LIFE

A ballet in the skies

Tricolour pride.

Tricolour pride.  

IT WAS with bated breath that everybody watched the take off and soon the dance in the air captivated the audience. The audience was spellbound when two aircraft etched a heart in the sky with their colourful trails.

In the jet age though we are, flying is still a wonder for most of us. And when the jets are engaged in aerobatics in the air, it is enough to give anyone a lasting visual experience.

The Suryakiran team of the Indian Air Force, which comes here every year for an aerobatic performance as part of the Navy Week celebrations, once again thrilled the audience with their performance. This time, the team was led by a Malayali, Wing Commander Sreekumar Prabhakaran, who is a Mig-21 pilot with over 4,200 hours of flying.

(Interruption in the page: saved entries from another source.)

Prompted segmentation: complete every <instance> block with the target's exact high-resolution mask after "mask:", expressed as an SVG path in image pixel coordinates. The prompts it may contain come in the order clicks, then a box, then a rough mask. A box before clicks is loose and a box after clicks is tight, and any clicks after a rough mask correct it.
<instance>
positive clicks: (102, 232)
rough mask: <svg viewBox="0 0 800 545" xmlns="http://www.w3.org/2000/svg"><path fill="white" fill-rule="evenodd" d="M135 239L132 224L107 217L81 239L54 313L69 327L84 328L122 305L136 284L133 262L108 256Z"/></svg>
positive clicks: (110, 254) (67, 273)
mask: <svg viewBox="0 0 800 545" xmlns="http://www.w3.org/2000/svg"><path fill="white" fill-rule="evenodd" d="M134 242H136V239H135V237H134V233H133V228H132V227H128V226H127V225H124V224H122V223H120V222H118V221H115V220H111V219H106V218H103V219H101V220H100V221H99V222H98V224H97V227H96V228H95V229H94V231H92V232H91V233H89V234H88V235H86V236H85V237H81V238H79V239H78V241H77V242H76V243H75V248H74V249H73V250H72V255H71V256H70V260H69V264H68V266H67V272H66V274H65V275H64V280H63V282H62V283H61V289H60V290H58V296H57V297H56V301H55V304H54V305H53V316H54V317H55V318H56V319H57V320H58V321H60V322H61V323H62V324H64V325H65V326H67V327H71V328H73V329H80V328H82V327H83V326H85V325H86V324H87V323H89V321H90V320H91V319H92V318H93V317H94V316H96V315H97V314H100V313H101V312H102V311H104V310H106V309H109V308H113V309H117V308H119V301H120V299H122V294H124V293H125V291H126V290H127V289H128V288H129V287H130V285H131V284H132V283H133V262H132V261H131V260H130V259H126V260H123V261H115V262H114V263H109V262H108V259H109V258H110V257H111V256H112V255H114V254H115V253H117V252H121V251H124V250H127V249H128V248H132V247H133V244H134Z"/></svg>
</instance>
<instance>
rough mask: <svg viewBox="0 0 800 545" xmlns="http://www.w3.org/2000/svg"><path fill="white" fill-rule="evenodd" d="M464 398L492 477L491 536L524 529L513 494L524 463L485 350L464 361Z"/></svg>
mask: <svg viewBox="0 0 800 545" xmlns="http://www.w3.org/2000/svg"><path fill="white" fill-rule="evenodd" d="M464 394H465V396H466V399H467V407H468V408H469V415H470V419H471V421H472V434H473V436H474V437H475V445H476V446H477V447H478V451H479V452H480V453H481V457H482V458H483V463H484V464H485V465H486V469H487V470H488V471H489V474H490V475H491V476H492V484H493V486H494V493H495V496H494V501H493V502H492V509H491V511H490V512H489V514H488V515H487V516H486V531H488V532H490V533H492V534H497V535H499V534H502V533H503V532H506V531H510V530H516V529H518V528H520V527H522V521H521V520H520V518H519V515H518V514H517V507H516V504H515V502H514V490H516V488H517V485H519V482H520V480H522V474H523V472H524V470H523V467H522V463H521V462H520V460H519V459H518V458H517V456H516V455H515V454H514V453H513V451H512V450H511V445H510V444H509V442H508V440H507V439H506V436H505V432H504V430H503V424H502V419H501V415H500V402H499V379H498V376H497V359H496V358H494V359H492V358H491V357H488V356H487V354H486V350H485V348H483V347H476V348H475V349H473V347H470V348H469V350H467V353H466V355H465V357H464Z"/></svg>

Flying at varying speeds between 200 to 600 km per hour, at altitudes ranging from 100 to 1,000 feet, the Kiran aircraft which can attain a maximum speed of 780 km per hour, flew in various formations in the sky.

The V-shape in which the aircraft fly suddenly form two groups in the air and join again to form a `T' or a `Y' shape or other shapes which are described as wedge, shockwave, goblet and wine glass at the same time leaving behind tricolour smoke trails.

The squardon leaders, Sanjeev Sethi and Snajay Khajuria, and the synchro pair of the six-aircraft team, etched a heart in the sky. The aerobatics was initially named Thunderbolts when it was formed in 1982 comprising Hunter aircraft. These were replaced by indigenously made Kiran aircraft and the team was renamed Suryakiran (rays of the sun) which is based at the Air Force Station in Bidar.

The 30-minute aerobatics at the INS Garuda was one of the highlights of the Navy Week celebrations, which comes to an end this week.